Investigators found a “possible secondary device” a few blocks away at 27th Street between Sixth and Seventh Avenues, the New York Police Department said on Twitter shortly after 11 p.m.

Three law enforcement sources told NBC News investigators at the second location were examining what appeared to be a pressure cooker with “tape, wires and a cell phone” left out on the sidewalk. The sources said they have seen a photo of the object. It has not been confirmed that the object is an explosive device. The bomb squad was investigating.

Police had said the blast in Chelsea appeared to come from inside a large trash bin, and photos on social media appeared to show a bin mangled in the explosion, but NYPD Commissioner James O’Neill said the explosion is believed to have occurred on the street.
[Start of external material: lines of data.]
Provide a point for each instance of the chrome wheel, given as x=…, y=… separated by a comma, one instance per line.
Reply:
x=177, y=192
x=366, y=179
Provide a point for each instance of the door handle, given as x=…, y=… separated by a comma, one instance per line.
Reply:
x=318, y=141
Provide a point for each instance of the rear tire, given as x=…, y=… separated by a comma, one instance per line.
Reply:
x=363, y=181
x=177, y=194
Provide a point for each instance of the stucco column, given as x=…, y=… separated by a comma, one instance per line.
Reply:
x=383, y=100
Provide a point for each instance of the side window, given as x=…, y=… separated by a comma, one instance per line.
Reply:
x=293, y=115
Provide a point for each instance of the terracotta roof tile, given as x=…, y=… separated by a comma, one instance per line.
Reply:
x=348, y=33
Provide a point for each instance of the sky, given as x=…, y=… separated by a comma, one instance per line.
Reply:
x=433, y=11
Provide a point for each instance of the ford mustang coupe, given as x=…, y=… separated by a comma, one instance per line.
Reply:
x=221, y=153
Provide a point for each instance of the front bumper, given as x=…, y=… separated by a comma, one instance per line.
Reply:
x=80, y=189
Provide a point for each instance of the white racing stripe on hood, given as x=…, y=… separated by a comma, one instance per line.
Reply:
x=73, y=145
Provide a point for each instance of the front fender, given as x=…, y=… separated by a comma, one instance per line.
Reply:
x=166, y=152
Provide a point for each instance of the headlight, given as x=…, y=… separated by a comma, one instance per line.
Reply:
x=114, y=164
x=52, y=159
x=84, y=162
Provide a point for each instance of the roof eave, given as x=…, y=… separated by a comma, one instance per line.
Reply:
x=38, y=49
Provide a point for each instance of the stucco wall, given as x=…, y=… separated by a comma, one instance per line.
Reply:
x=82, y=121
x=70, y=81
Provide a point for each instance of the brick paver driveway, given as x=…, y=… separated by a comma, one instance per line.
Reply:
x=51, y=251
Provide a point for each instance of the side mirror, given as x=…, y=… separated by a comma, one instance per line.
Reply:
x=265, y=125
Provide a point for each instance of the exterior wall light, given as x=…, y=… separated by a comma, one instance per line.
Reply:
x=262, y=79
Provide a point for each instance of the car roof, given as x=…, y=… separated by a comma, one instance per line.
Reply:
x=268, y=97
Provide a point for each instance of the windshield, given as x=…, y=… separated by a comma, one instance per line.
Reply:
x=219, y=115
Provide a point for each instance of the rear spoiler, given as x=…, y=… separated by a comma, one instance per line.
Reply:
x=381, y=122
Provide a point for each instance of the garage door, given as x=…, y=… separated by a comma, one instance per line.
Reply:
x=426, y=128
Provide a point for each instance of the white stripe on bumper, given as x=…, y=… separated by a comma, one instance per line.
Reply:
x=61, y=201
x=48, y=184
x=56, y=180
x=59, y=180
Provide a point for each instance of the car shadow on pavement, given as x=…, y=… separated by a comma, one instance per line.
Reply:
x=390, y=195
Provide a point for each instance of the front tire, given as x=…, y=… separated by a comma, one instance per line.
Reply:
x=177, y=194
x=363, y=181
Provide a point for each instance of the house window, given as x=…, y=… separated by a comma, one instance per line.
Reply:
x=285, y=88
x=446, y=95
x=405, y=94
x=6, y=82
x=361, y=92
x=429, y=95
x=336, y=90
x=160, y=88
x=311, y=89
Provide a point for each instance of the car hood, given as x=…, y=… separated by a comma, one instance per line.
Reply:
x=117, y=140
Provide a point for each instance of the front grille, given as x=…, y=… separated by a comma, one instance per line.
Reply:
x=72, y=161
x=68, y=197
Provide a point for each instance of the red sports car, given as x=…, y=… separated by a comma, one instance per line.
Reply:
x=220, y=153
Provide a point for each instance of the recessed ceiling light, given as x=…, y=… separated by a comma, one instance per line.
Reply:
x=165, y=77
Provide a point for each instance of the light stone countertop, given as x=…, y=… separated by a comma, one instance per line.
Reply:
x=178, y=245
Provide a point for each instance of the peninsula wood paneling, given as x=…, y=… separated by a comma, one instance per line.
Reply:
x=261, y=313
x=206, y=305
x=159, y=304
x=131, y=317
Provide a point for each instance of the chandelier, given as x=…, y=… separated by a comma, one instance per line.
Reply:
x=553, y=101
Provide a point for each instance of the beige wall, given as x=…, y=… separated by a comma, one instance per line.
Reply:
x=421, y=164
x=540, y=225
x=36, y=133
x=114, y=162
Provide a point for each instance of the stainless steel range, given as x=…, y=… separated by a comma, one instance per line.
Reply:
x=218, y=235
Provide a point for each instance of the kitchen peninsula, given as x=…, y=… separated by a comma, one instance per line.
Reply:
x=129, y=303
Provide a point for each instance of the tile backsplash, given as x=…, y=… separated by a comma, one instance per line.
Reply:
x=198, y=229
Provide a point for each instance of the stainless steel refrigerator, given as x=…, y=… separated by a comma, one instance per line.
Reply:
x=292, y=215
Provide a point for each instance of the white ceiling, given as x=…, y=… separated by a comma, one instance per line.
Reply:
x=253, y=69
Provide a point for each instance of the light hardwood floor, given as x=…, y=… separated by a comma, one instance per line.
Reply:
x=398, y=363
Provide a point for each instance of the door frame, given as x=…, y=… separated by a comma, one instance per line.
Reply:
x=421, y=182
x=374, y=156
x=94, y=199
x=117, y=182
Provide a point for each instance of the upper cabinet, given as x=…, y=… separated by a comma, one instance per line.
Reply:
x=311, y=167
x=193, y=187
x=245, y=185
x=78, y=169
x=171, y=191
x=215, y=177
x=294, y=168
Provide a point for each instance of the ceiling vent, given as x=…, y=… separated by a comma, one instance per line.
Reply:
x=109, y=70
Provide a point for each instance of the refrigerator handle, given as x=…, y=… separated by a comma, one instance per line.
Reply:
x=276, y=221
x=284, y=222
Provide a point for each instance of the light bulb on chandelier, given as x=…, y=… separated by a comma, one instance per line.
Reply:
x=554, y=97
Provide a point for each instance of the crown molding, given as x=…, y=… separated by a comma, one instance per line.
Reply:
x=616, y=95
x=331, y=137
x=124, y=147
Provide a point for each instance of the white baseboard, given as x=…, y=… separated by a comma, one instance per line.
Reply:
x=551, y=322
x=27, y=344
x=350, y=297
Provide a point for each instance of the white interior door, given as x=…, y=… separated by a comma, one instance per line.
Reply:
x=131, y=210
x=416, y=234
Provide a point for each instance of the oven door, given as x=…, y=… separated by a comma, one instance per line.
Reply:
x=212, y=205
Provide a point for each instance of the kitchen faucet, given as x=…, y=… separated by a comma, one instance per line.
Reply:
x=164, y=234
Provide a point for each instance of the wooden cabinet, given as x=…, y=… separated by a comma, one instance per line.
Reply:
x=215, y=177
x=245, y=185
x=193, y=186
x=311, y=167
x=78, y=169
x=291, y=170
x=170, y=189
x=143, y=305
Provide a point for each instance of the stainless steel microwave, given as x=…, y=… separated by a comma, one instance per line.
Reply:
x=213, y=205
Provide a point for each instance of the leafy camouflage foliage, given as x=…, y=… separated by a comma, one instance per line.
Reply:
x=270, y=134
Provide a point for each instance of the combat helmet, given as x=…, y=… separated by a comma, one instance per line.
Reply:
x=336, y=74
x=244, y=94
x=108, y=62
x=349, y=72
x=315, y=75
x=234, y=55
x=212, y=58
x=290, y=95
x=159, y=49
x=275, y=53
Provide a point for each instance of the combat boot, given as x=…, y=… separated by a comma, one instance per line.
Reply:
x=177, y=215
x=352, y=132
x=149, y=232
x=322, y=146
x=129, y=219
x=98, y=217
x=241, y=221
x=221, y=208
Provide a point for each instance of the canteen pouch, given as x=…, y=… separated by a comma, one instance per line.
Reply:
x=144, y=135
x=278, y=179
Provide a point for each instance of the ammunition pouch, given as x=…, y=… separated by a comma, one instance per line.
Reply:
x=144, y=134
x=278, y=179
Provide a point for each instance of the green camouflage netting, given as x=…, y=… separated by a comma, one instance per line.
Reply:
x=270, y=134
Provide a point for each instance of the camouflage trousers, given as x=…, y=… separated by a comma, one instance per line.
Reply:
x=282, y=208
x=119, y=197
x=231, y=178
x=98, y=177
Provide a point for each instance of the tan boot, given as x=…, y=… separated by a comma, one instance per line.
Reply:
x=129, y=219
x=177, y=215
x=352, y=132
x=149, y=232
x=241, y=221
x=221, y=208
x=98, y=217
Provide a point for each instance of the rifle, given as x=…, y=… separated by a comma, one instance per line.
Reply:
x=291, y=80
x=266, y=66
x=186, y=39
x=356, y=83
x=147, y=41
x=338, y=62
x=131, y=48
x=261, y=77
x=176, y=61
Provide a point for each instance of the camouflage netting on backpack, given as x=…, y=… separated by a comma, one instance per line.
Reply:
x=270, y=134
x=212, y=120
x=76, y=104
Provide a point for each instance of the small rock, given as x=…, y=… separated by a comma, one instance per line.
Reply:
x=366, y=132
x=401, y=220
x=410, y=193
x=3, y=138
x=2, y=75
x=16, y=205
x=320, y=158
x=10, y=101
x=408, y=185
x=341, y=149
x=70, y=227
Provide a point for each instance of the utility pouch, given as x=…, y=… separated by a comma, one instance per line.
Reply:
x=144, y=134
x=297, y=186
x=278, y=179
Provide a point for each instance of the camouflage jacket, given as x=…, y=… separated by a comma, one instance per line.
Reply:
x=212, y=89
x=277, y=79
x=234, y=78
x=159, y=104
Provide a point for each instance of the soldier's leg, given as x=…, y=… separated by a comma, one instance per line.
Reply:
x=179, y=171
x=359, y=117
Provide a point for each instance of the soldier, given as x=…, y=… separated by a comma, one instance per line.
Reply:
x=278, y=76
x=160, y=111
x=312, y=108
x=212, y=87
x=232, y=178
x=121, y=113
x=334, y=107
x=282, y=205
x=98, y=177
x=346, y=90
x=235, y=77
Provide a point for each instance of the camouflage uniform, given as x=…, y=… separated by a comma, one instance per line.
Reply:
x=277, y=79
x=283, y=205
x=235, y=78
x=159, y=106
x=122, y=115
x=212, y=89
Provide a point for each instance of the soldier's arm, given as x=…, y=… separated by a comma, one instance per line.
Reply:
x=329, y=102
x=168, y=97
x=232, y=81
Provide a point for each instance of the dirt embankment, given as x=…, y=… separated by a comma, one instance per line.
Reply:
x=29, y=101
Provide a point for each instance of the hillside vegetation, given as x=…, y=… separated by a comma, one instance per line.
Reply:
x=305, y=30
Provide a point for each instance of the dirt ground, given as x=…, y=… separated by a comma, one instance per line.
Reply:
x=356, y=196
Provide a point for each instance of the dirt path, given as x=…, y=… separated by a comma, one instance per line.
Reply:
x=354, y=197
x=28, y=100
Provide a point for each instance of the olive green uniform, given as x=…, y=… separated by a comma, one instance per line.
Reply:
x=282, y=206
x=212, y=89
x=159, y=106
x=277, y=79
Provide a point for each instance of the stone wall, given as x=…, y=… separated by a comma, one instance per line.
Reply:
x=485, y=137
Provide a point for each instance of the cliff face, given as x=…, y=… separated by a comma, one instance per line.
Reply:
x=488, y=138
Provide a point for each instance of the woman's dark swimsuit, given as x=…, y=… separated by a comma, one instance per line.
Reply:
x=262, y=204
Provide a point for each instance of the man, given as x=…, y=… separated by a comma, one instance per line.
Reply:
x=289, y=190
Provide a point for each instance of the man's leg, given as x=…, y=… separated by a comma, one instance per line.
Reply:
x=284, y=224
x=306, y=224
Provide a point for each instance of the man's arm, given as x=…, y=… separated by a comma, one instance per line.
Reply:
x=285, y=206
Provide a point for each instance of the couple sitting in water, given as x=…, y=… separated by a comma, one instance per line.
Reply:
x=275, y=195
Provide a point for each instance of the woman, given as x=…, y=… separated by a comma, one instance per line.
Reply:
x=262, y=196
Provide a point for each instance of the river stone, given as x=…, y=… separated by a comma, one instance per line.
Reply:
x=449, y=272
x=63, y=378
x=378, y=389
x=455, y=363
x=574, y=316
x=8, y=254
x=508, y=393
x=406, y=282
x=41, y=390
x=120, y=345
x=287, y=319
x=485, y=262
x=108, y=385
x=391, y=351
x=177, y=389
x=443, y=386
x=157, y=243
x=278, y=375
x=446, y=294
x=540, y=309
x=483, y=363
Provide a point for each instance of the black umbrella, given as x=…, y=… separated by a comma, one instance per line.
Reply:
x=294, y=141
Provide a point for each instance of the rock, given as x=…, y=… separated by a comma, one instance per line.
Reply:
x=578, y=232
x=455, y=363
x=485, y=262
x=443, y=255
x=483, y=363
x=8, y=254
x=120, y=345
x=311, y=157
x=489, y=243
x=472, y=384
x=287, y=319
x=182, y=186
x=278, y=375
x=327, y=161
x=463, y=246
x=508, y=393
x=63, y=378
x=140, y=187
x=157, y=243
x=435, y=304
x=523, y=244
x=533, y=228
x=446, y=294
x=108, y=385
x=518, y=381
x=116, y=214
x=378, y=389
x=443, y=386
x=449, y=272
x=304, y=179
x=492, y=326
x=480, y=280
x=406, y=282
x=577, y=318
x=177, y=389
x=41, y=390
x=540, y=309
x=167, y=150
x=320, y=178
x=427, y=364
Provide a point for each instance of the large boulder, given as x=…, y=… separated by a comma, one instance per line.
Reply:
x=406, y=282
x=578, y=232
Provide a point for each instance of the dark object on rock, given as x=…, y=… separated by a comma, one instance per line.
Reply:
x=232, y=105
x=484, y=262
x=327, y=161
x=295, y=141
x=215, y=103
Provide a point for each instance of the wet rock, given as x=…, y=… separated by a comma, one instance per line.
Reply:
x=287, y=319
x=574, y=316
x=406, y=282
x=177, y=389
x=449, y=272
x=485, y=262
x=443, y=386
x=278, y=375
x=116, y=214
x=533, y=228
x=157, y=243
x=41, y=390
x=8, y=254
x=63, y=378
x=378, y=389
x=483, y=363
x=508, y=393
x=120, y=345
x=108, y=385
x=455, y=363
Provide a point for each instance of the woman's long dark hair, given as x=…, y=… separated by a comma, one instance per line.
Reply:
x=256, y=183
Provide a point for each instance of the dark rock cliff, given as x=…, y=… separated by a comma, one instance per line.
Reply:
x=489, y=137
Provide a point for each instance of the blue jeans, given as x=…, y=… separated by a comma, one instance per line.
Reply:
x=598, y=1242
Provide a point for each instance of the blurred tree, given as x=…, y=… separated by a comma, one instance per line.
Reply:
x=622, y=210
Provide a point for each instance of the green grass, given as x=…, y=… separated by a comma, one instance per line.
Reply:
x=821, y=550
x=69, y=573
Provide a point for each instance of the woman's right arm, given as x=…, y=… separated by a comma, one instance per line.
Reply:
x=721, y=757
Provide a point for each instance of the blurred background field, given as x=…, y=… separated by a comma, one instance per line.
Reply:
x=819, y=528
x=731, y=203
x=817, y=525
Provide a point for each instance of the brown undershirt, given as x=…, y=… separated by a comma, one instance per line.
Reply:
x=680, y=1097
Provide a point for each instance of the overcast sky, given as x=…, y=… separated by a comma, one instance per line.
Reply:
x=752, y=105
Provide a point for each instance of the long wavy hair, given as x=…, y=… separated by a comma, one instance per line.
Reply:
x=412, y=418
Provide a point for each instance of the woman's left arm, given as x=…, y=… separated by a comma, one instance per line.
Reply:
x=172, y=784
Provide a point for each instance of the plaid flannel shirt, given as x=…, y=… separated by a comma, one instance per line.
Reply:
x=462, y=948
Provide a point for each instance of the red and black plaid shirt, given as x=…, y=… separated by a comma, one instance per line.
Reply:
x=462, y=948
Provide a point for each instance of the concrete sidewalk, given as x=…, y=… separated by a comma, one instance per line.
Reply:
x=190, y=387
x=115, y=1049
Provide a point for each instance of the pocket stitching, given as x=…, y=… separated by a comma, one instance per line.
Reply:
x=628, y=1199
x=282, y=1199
“It was a loud boom, a deep boom,” an eyewitness who was eating dinner nearby when the blast occurred said. “We all ran out and went down the street. You could feel it in your chest and in your legs.”

The exact nature and cause of the blast has not been determined, O’Neill said. The explosion was captured on video, he said. “We do have video, and we see the explosion,” O’Neill said. No arrests have been made, he said.

The FBI Joint Terrorism Task Force is on the scene. The federal Bureau of Alcohol, Tobacco and Firearms said a New York arson and explosives task force was responding to the blast.

President Barack Obama was apprised of the situation, a White House official said.

“There was a loud boom and our entire apartment shook,” said Neha Jain, 24, who lives on West 23rd and Sixth Avenue. “All the pictures fell to the floor and then I heard people screaming.”

Jain said the explosion shattered the glass in her building’s lobby. “My first thought was it’s a bomb,” Jain said. “It’s quite terrifying.”